As it turned out in my case, about 6k gave me more of a Unity feel, but it's muuuuch improved. I also swapped out the 1/8" style ehx power for a normal boss style DC jack. I also had to bend the enclosure to get the PCB back in, but that's a whole different story.


----------



## psychicfuzz (Mar 7, 2021)

Hey there,

Edit: I found this link that I think is describing your mod. Did you replace the R19 and also add a trimpot? Or just replace R19 with the trimpot?

Any guidance is much appreciated









						EHX Small Clone – Volume Mod
					

….der durch Mr. Cobain bekannt gewordene Small Clone von Electro Harmonix. Ein Musiker hat mich gebeten den Ausgangspegel des Chorus-Effekts ein wenig anzuheben. Hierzu sucht man den Widersta…




					pimpyourpedal.wordpress.com


----------



## untamedfrontier (Mar 7, 2021)

psychicfuzz said:


> Did you replace the R19 and also add a trimpot? Or just replace R19 with the trimpot?



I used a ppcb trimmit board with a 50k 3362 style pot as a replacement for R19, so yes, removed r19 and put a 50k pot in it's place.

Ended up around 6k as being nearest to unity, ymmv


----------



## psychicfuzz (Mar 7, 2021)

untamedfrontier said:


> I used a ppcb trimmit board with a 50k 3362 style pot as a replacement for R19, so yes, removed r19 and put a 50k pot in it's place.
> 
> Ended up around 6k as being nearest to unity, ymmv



Thanks for getting back to me. Ill pop a 50k in there. I appreciate it man!


----------



## untamedfrontier (Mar 7, 2021)

psychicfuzz said:


> Thanks for getting back to me. Ill pop a 50k in there. I appreciate it man!


Sure thing! The 50k was more as an insurance policy against being dumb, if you have a 20k or 25k it would probably be better, as it looks like <10k increases volume.
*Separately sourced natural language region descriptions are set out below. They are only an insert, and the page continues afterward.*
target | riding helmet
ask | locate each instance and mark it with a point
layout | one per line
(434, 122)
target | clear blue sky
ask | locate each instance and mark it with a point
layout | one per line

You could also socket and choose what sounds right to you, but I liked the flexibility of having a pot


----------



## psychicfuzz (Mar 7, 2021)

untamedfrontier said:


> Sure thing! The 50k was more as an insurance policy against being dumb, if you have a 20k or 25k it would probably be better, as it looks like <10k increases volume.
> 
> You could also socket and choose what sounds right to you, but I liked the flexibility of having a pot



I installed the 50k and it does the trick, I have it at about 3/4 turn. I may just make it into an external pot, just spent a half an hour trying to dial in the perfect level lol


----------



## Chuck D. Bones (Mar 9, 2021)

I repaired an EHX stereo Clone Theory a couple years ago and I had a helluva time getting the board out of the ^%*& case.  It's like they cast the case around the board.  😠


----------